Probability of independent events given the history

Question

I am having some trouble understanding something that feels very basic in probability theory concerning the past history of repeated independent events.

Consider the tossing of a fair coin. $P(\text{head}) = P(\text{tail}) = 0.5$. Repeated tosses are independent events. Let's say that we already have four Heads in a row.

Here's my dilemma:

The probability of the next toss result being head = $0.5$, if I think of this as an independent event. But the probability of getting five heads in a row = $0.5^5$ given the history of the tossing.

Aren't these statements conflicting? Does the probability of the next toss being a head really differ? So, if were to bet on the outcome, would it be any better to bet on tails?

I can think of rationales for both cases but I can't wrap my mind around how both probabilities for a head can co-exist.

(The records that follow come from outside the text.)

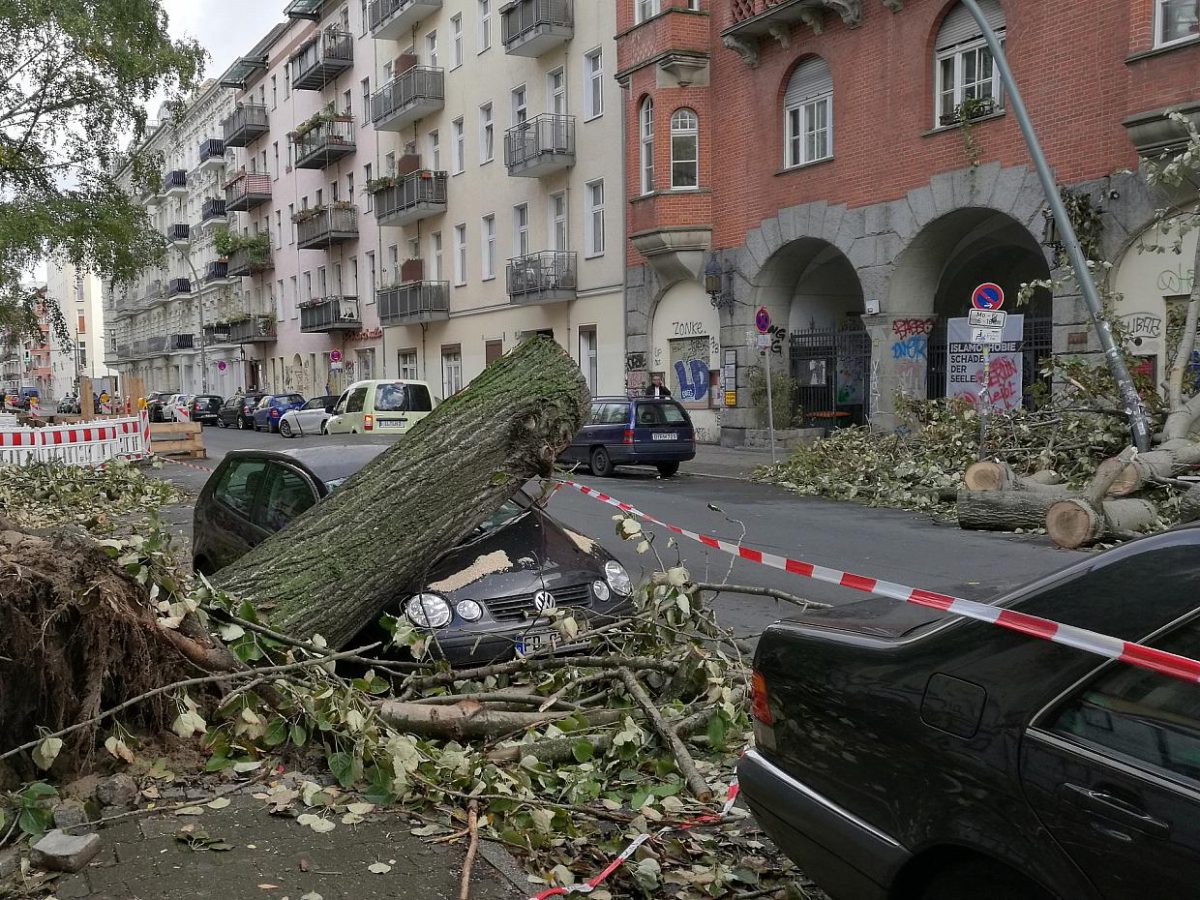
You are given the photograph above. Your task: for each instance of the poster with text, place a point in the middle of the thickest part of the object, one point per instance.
(964, 369)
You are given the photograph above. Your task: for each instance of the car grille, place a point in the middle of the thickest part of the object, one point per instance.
(515, 609)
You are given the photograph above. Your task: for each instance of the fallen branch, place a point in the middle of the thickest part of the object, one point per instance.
(696, 783)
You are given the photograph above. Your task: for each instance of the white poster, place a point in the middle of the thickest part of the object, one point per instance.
(964, 370)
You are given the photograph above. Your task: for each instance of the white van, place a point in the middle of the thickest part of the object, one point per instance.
(381, 406)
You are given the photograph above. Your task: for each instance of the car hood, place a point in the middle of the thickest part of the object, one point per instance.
(529, 552)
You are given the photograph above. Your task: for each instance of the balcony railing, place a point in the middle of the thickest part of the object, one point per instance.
(319, 61)
(330, 313)
(391, 19)
(407, 97)
(540, 145)
(531, 28)
(330, 226)
(414, 303)
(246, 125)
(415, 196)
(549, 276)
(325, 144)
(246, 191)
(257, 329)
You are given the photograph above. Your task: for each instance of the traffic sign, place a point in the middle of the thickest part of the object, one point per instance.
(987, 335)
(988, 297)
(762, 319)
(987, 318)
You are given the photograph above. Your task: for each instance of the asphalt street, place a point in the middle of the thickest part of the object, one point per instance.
(893, 545)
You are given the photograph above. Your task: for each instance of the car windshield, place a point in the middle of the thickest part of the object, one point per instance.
(401, 397)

An explanation would be deeply appreciated.

Your coin doesn't know anything about the previous flips. It's a 50% chance regardless of what has already happened. — bill_080, Dec 02 '12 at 22:36

score 5 · Answer 1 · answered Dec 02 '12 at 21:18

The second statement is simply wrong.

$P(HHHHH | HHHH) = 0.5$, not $0.5^5$. (Here I mean the probability of $5$ heads in a row, given that the first $4$ are heads. Gung is using different notation.)

The probability of $A$ given $B$ is $P(A|B) = \frac{P(A \text{and} B)}{P(B)}$ which in this case would be $\frac{0.5^5}{0.5^4} = 0.5$. See conditional probability. Perhaps you have it confused with $P(A~\text{and}~B)$.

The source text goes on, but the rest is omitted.